In a post on Americablog.com, political science major Jon Green '14 reflects on his senior-year course on writing computer code and how it helped him improve his other forms of writing. Here is an excerpt from his post:
Coding is nothing more than a stripped down, abstract form of writing.
And this abstract writing comes with immediate, concrete feedback. It’s often difficult to be honest with oneself as to whether or not what they’ve written is coherent or internally consistent, but the compiler is brutally honest: If you make an error as small as leaving a semicolon off of your last line of code, your program won’t run; mess up your logic in a for loop, and you’ll get an infinite loop and your program will run forever. When someone criticizes your writing, you can tell yourself that they simply missed your point, and you may be correct, but if your code doesn’t produce the output you want you have no one to blame but yourself. It’s akin to one typographical error bringing down your entire essay.
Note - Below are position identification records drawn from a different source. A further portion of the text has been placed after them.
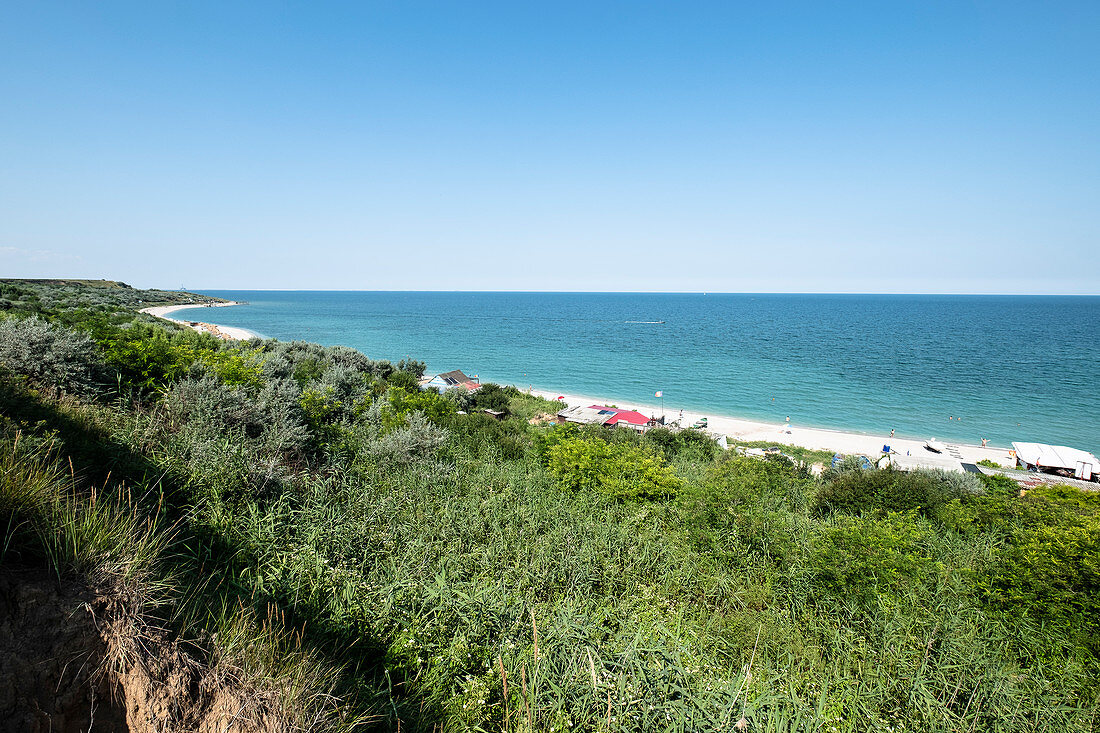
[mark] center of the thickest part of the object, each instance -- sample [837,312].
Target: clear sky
[726,146]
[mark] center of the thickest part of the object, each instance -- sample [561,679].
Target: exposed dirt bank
[75,658]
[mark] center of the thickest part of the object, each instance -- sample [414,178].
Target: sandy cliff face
[73,658]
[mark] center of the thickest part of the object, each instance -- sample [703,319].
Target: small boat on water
[935,446]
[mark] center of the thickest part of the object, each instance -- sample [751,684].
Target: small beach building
[583,416]
[628,418]
[451,380]
[1056,459]
[603,415]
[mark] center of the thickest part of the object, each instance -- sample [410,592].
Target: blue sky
[879,146]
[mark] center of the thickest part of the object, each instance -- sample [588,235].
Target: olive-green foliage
[749,511]
[51,356]
[151,358]
[618,470]
[884,491]
[862,558]
[1052,567]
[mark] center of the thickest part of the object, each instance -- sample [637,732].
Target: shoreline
[224,332]
[909,452]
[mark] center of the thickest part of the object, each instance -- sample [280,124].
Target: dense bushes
[618,470]
[1052,567]
[890,490]
[51,356]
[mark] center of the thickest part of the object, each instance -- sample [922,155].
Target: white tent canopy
[1038,453]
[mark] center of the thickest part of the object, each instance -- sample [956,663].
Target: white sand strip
[227,332]
[906,451]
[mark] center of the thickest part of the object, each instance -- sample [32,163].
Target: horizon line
[550,292]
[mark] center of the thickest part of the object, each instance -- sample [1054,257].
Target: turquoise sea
[958,368]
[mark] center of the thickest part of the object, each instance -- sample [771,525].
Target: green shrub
[150,357]
[623,471]
[1051,569]
[859,557]
[883,491]
[51,356]
[493,396]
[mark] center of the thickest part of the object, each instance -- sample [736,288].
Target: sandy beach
[226,332]
[908,452]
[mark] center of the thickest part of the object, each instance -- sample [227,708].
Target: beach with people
[905,452]
[224,332]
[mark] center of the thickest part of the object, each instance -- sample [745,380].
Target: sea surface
[956,368]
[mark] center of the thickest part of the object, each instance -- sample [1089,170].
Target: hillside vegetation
[325,546]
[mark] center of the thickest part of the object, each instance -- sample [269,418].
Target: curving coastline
[224,332]
[909,452]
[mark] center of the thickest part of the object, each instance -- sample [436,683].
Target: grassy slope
[436,578]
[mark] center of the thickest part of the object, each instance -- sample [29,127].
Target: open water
[958,368]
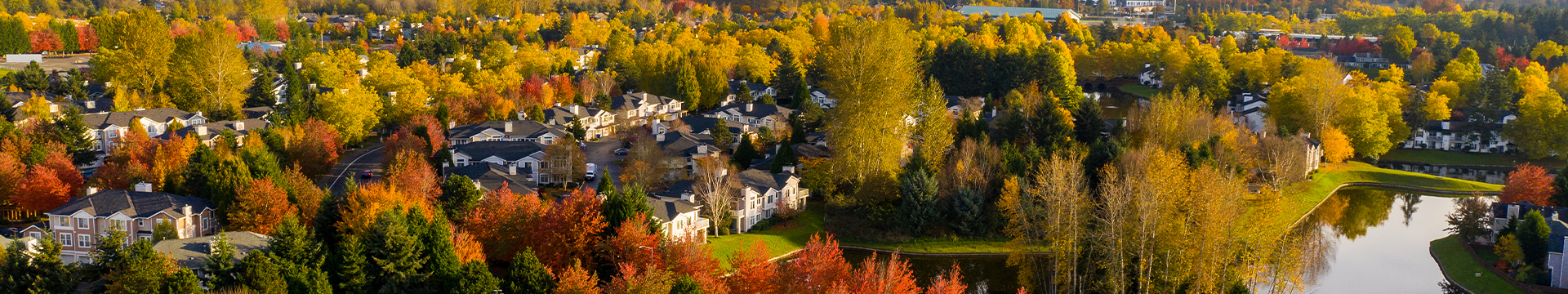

Having my code taken literally by a computer, over and over again, forced me to stop thinking of my words as simply what I meant them to mean. I had to consider as well how people would interpret what I wrote — would they understand what I really meant? This changed the way I structured my sentences, paragraphs and chapters; making my writing clearer. When your audience is a computer, you’re forced to think as systematically as it does. Irrelevant or inconsistent claims are called out, while concise, well-organized structure is rewarded. Plus, the feedback is immediate.
They say that a liberal education is supposed to “teach you how to think.” The manner of thinking that is rewarded when you learn a programming language overlaps immensely with the manner of thinking that a liberal education seeks to foster: abstract, yet rigorously logical.
So while I will likely never program for a living, learning some coding basics made me better at what I will do from now on.